It might look the same, but it’s not the same. Last year’s LG G5 tried — unsuccessfully — to get the world interested in modular smartphones, and this year LG’s aim is at the same time a little more restrained and a little more bold. Built around a 18:9 ratio display, the G6’s form factor is completely different to the phones we’re all already using.
The G6 is LG’s newest and most high-end phone yet, and it’s sizeable: the phone’s front is dominated by a 5.7-inch ‘FullVision’ LCD display, one with a 18:9 (or 2:1) ratio that makes it longer and slimmer than the 16:9 widescreen displays we’ve become familiar with over the past decade. Apart from a few notable standouts like Blackberry, touchscreen smartphones have been almost entirely designed around 16:9 panels — it’s the widescreen format that almost all TV shows and movies are delivered in.
The LG G6’s 2880x1440pixel 5.7-inch panel, though, has more screen real estate — at its ‘top’, if you want to think about it like that — compared to a 16:9 phone. LG has been experimenting in the past with extra top screens on models like last year’s V20, and the G6 is the natural extension of this. The company says a 18:9 phone is slimmer and easier to hold in one hand, and the 2:1 ratio also makes it possible to snap and review square-ratio (1:1) photos simultaneously.
Apart from the screen, though, you may as well have seen most of the LG G6’s specifications on the V20’s retail box. It packs a Qualcomm Snapdragon 821 quad-core processor with 4GB of LPDDR4 RAM, will be sold in either 32GB or 64GB variants both with expandable storage via microSD, and with a nonremovable 3300mAh battery. Running Android 7.0 Nougat, the G6 is LG’s first waterproof flagship phone, too — it’s IP68 rated, so can survive a 30-minute dunk in 1.5 metres of water. Data and charging comes over USB Type-C.
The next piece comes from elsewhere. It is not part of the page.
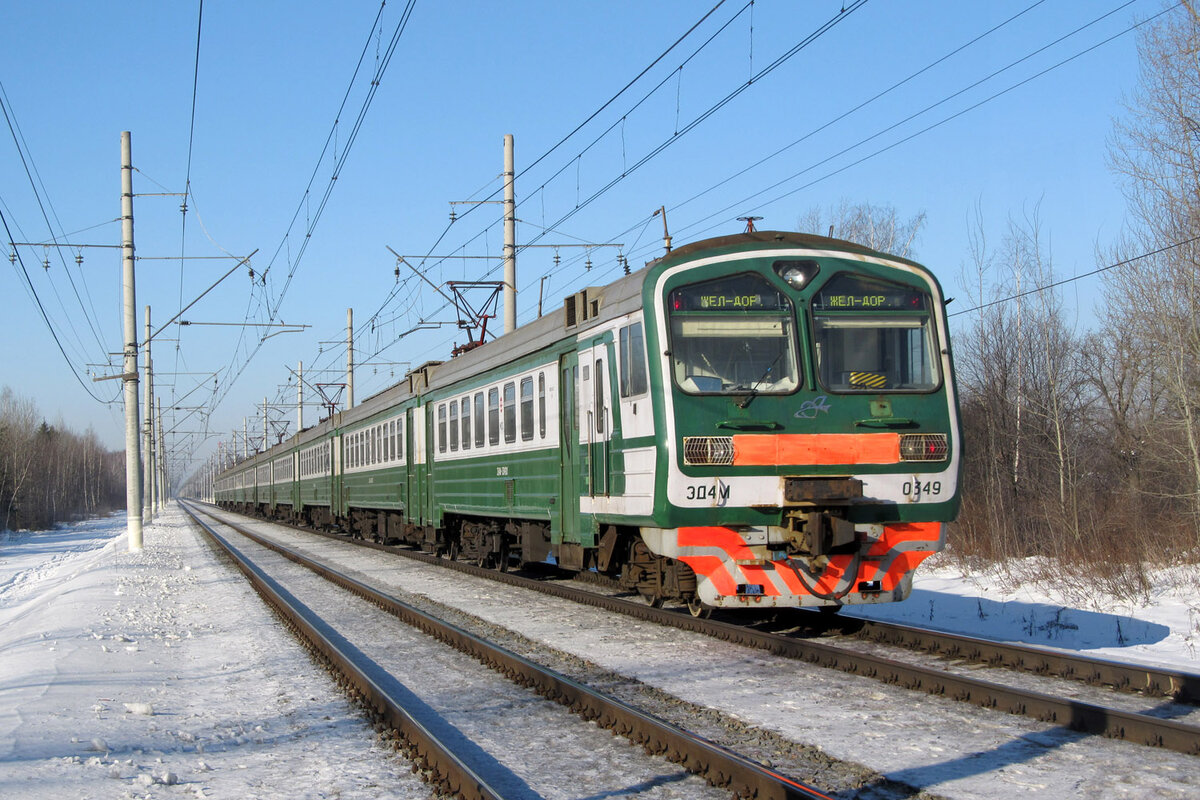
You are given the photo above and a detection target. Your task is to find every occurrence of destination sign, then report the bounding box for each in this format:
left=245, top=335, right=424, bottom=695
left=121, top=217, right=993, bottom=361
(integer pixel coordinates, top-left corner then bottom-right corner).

LG’s now-familiar dual camera setup returns, with the G6 packing twin 13-megapixel sensors on the centre rear of the phone above its fingerprint reader; one camera use a 125-degree wide-angle lens with f/2.4 aperture, while the (relatively) standard lens is a 71-degree one with a f/1.8 aperture and integrated optical image stabilisation. Pricing and availability, we’re told, will be announced for Australia in the future.